Während ich später durch den Herbst-Wald gehe höre ich Henry David Thoreaus „Walden“. Einen Klassiker über das Aussteigerleben. In diesem Buch erzählt Thoreau von zwei Jahren, die er ab dem 4. Juli 1845 als Selbstversorger am Walden-See verbrachte. Fernab der industrialisierten Zivilisation. Der Schriftsteller und Philosoph, damals 28 Jahre alt, berichtet vom einfachen, bewussten Leben ohne Annehmlichkeiten, das er bevorzugt um die eigene geistige Leistungsfähigkeit hoch zu halten. Die zwei Jahre machten ihm klar, dass nur 6 Wochen Lohnarbeit nötig waren, um den Rest des Jahres mit denken, lesen, schreiben und erkunden zu verbringen.

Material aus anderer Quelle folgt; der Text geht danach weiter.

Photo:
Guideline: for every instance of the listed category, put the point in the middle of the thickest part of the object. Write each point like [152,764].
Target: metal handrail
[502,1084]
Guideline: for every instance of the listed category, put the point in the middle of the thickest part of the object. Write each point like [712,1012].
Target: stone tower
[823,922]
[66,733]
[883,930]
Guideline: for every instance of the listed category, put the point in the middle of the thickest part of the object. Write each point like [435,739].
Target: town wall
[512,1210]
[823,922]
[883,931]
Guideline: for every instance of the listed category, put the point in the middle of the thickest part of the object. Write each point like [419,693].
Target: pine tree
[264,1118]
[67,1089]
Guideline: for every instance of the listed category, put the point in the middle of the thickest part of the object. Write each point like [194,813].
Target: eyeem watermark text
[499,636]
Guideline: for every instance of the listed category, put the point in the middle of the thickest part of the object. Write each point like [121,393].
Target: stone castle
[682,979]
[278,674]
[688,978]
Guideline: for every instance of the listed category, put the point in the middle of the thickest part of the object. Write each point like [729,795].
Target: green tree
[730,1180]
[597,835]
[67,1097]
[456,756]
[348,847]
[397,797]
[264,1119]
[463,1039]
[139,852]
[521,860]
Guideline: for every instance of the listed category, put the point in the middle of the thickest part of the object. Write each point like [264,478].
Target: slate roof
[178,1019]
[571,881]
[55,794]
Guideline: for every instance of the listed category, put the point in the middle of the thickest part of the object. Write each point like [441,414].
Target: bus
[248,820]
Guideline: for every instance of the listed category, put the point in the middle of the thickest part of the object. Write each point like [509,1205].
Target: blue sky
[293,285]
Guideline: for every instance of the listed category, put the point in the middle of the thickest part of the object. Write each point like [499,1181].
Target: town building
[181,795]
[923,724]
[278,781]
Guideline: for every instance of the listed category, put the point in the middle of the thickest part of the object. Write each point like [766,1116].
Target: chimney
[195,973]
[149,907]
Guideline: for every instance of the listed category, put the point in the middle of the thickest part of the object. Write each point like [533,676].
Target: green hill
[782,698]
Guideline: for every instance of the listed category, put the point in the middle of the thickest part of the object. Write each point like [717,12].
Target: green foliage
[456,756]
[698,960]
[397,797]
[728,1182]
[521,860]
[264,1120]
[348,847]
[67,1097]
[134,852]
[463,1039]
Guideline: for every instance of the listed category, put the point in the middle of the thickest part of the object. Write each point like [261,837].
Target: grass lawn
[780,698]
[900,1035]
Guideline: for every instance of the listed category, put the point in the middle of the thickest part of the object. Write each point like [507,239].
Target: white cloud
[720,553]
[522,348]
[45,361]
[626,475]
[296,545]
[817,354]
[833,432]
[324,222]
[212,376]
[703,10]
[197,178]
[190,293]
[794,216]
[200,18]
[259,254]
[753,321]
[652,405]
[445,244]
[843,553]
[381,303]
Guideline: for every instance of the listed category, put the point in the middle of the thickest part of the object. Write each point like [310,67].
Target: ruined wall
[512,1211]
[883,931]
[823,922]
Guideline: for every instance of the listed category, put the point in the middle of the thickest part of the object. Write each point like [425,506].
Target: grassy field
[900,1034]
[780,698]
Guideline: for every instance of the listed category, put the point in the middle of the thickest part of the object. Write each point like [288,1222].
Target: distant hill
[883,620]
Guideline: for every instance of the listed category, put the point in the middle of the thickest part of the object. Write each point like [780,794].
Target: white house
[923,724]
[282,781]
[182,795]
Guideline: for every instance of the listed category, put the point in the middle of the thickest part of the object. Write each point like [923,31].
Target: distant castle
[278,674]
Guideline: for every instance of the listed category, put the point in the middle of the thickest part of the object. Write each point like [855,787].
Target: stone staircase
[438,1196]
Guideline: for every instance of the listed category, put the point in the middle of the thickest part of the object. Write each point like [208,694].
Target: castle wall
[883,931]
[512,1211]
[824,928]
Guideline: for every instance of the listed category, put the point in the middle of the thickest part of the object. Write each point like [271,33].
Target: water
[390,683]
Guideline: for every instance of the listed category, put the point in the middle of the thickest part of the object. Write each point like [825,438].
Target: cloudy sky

Viele seiner Gedanken und Texte sind heute genauso relevant wie vor 170 Jahren, was wieder einmal deutlich macht, dass grundlegende menschliche Weiterentwicklung ein Trugschluss ist. Die Menschheit wird immer wieder zu ihren Grundsätzen zurückkehren. Ganz egal ob sie in Kutschen oder Raumschiffen befördert wird.

Ich erkenne einige seiner Grundsätze, auch in mir. Den Drang sich aufs Wesentliche zu reduzieren, der Wunsch sich frei zu machen von Konventionen und der daraus resultierende Fokus auf geistige Verwirklichung. Die Verbindung zur natürlichen Schönheit, zum Kreislauf des Lebens. Ich schätze dass jeder geistig und künstlerisch veranlagte Mensch mit „Walden“ etwas anfangen kann. Zumindest diejenigen, die einem alternativen Lebensstil nicht abgeneigt sind.

Hier ein ein Zitat aus Walden: Mein Einwand gegen die Tiernahrung galt hauptsächlich der damit verbunden Unsauberkeit. Außerdem fühlte ich mich, wenn ich den Fisch gefangen, gewaschen, gekocht und gegessen hatte, gar nicht richtig gesättigt. Es war unerheblich und unnötig und kostete mich mehr als es einbrachte. Ein Stück Brot oder ein Paar Kartoffeln hätten das Gleiche getan. Mit weniger Arbeit und weniger Schmutz. Gleich vielen Anderen meiner Zeitgenossen habe ich jahrelang nur selten fleischliche Nahrung, Kaffee oder Tee zu mir genommen. Und das weniger aus Gesundheitsgründen, als weil es unangenehme Vorstellungen erweckte. Die Abneigung gegen fleischliche Nahrung gründet sich nicht auf Erfahrung. Sie ist eher instinktiv. Ich fand es schöner ein einfaches und in mancher Beziehung, hartes Leben zu führen. Und obwohl ich das eigentlich nie wirklich tat, ging ich doch weit genug um meinen Vorstellungen genüge zu tun. Ich glaube, dass jeder Mensch, dem daran liegt, seine dichterischen oder höheren geistigen Fähigkeiten in guter Verfassung zu erhalten, dazu neigt auf tierische und auf zu viel Nahrung überhaupt zu verzichten. Es ist eine bezeichnende, von den Entomologen bestätigte Tatsache, wie ich bei Kirby und Spence las, dass einige Insektenarten in voll entwickeltem Zustand mit Fresswerkzeugen ausgestattet sind, von denen sie keinen Gebrauch machen. Und es gilt als allgemeine Regel, dass fast alle Insekten in diesem Stadium viel weniger fressen als im Larven-Zustand. Ist die gefrässige Raupe zum Schmetterling verwandelt, die unersättliche Made zur Fliege geworden, dann sind sie mit einem bis zwei Tropfen Honig oder einer anderen süßen Flüssigkeit zufrieden. Das Abdomen unter den Flügeln des Schmetterlings, das an die einstige Larve erinnert ist der Leckerbissen, der die Insektenfresser anlockt und ihm zum Verhängnis wird. Ein starker Esser ist ein Mensch im Larven-Zustand. Es gibt ganze Völker, die sich in diesem Zustand befinden. Völker ohne Fantasie und Vorstellungskraft, die man an ihrem dicken Abdomen erkennen kann.

Bis morgen an Tag 10833
Welcher Tag ist heute für dich?
…und was macht ihn besonders?
Schreib’s in die Kommentare.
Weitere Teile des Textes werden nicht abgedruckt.